Özel, CHP’li milletvekillerinin, Kahramanmaraş merkezli depremlerin ardından şimdi de sel felaketiyle mücadele eden Adıyaman ve Şanlıurfa illerine koordinasyon sağlamak üzere gittiğini açıkladı.
Özel, “Bugün karşı karşıya kaldığımız durum, gerçekten neresinden bakılacağı, neresinden tutulacağını hepimizin artık, konuşa konuşa dilinde tüy bittiği bir durumla karşı karşıyayız. Çadırlar sel altında. Çadırlar bu durumda. Bu çadırlarda kim kalıyor? Evleri doğru zemine, doğru yere yapılmayan, o yüzden afette yıkılan ya da oturulamayacak derecede hasar gören depremzedeler kalıyor” ifadelerini kullanarak, çadırların sel yatağına yapılmasına tepki gösterdi.
“ÖNCE EVLER YANLIŞ YERE YAPILDI, ŞİMDİ ÇADIRLAR YANLIŞ YERE KURULDU”
Çadırların kurulduğu yerler nedeniyle AFAD’ın sorumlu olduğunu belirten Özel “Bu çadırlarda kalan depremzedelerin evleri yanlış yere yapılmıştı, şimdi görüyoruz çadırları yanlış yere kurulmuş. Şimdi bu çadırları kurmaktan sorumlu AFAD’ın, üstünde AFAD diye yazıyor. Bir deprem anında bu çadırların nereye kurulacağını çalışmış, elinde acil eylem planı hazır olması ve ‘Çadır kent burası’ demesi lazım. O çadır kent ne olması lazım, örneğin enkazlara uzak olması lazım. Örneğin sel basmaması lazım.
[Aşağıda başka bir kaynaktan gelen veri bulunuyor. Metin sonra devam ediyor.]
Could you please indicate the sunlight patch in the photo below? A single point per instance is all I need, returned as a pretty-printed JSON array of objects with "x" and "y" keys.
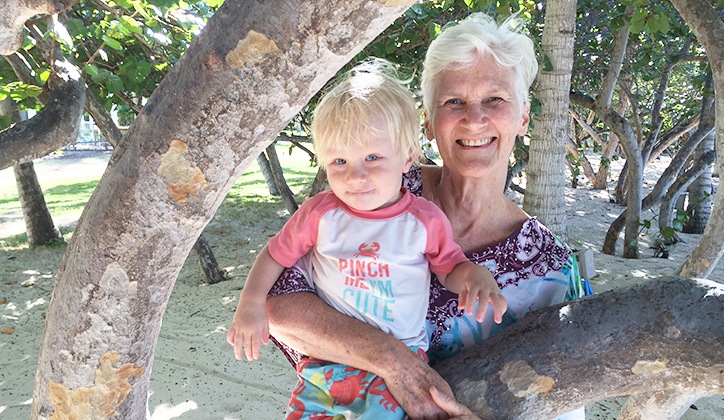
[
  {"x": 167, "y": 412},
  {"x": 564, "y": 313}
]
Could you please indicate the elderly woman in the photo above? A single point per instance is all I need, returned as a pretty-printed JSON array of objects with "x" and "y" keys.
[{"x": 475, "y": 88}]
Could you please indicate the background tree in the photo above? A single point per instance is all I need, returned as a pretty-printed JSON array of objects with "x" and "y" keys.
[
  {"x": 249, "y": 72},
  {"x": 545, "y": 187}
]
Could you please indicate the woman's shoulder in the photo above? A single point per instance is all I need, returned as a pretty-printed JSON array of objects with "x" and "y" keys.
[{"x": 532, "y": 250}]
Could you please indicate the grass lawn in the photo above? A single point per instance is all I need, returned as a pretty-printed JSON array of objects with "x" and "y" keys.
[{"x": 67, "y": 188}]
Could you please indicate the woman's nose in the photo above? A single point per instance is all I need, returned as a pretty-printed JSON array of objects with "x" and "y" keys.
[{"x": 476, "y": 114}]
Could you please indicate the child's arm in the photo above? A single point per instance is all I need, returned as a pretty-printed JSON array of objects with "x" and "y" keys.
[
  {"x": 474, "y": 282},
  {"x": 251, "y": 324}
]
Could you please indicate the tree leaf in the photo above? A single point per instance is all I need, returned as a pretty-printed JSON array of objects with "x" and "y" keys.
[
  {"x": 114, "y": 84},
  {"x": 91, "y": 70},
  {"x": 112, "y": 43}
]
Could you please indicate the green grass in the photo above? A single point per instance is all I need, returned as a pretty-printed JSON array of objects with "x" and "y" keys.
[{"x": 66, "y": 197}]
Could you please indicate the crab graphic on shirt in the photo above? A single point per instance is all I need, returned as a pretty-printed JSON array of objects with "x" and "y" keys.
[{"x": 368, "y": 250}]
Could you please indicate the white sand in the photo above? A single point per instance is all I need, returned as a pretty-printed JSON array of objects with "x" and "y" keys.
[{"x": 194, "y": 374}]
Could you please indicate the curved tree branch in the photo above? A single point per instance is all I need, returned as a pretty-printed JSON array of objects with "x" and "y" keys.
[
  {"x": 55, "y": 126},
  {"x": 665, "y": 334}
]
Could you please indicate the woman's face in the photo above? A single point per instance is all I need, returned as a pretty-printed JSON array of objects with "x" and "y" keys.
[{"x": 478, "y": 114}]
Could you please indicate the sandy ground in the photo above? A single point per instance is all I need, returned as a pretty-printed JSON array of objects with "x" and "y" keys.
[{"x": 194, "y": 373}]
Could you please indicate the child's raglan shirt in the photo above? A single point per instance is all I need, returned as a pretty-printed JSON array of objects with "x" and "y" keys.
[{"x": 372, "y": 265}]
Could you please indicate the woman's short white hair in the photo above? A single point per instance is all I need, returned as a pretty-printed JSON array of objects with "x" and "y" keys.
[{"x": 476, "y": 36}]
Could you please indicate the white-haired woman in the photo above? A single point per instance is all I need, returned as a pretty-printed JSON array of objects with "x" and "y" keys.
[{"x": 475, "y": 89}]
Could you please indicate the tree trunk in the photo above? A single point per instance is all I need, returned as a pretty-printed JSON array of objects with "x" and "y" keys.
[
  {"x": 38, "y": 223},
  {"x": 602, "y": 106},
  {"x": 601, "y": 181},
  {"x": 56, "y": 125},
  {"x": 278, "y": 174},
  {"x": 208, "y": 261},
  {"x": 679, "y": 186},
  {"x": 668, "y": 177},
  {"x": 708, "y": 27},
  {"x": 661, "y": 335},
  {"x": 700, "y": 192},
  {"x": 266, "y": 172},
  {"x": 546, "y": 180},
  {"x": 666, "y": 405},
  {"x": 319, "y": 183},
  {"x": 173, "y": 169}
]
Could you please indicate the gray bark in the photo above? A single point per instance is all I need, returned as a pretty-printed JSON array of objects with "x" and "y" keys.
[
  {"x": 319, "y": 183},
  {"x": 207, "y": 261},
  {"x": 546, "y": 179},
  {"x": 56, "y": 125},
  {"x": 603, "y": 108},
  {"x": 173, "y": 169},
  {"x": 39, "y": 224},
  {"x": 700, "y": 193},
  {"x": 278, "y": 175},
  {"x": 708, "y": 28},
  {"x": 266, "y": 172},
  {"x": 665, "y": 334},
  {"x": 680, "y": 185}
]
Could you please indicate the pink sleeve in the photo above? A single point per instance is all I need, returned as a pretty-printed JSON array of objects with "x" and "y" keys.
[
  {"x": 299, "y": 233},
  {"x": 441, "y": 251}
]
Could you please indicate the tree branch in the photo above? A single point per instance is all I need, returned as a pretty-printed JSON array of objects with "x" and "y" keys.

Deniz kenarında olmaması lazım ki, tsunamiyle bir afet daha yaşanmasın. İşte AFAD’ın beceriksizliğinin, işte AFAD’dan sorumlu olanların, işte bugünkü cumhurbaşkanının, bugünkü İçişleri Bakanının ve bugünkü Cumhurbaşkanı Yardımcısının Türkiye’ye armağan ettikleri 2023 afet yönetimi budur. Beceriksizlik budur, liyakatsizlik budur.” diye konuştu.
“BUNUN SORUMLUSU BECERİKSİZLERDİR”
Özel sözlerine şöyle devam etti:
“Evi yanlış yere kuruldu diye çadıra muhtaç olan depremzede, yanlış yere kurulan çadırda sel altında kalıyorsa, bunun sorumlusu yine bu beceriksizlerdir.
5 vatandaşımızı kaybedip, 6 vatandaşımızı bulamıyorsak, devletin kurduğu çadırda bu oluyorsa, burada artık laf bitti, söz bitti. Bu kadar rezilliğe söyleyecek söz, yapacak eleştiri bulamıyoruz. Çaresi 14 Mayıs günü milletin kendi geleceğine, kendi kaderine el koymasından başka değildir.
Afet yönetiminden bihaber, sadece ilahiyat mezunu olmak dışında bir vasfı olmayan adamın, kurtarmadan ve korumadan sorumlu olduğu vatandaşlarımız hali budur.
Nasıl Adıyaman Müftülüğüne bir inşaat mühendisi atanması saçmalıksa, yapamazsa, AFAD’ın arama kurtarmalarına ya da deprem sonrası depremzedelere yardım edecek, sahip çıkacak kurumların başına da sadece eğitimleri din üzerine diye bu kişilerin atanması bu sonuçları doğuruyor.”
“ÇARESİ, 14 MAYIS GÜNÜ MİLLETİN KENDİ GELECEĞİNE, KENDİ KADERİNE EL KOYMASINDAN BAŞKA DEĞİLDİR”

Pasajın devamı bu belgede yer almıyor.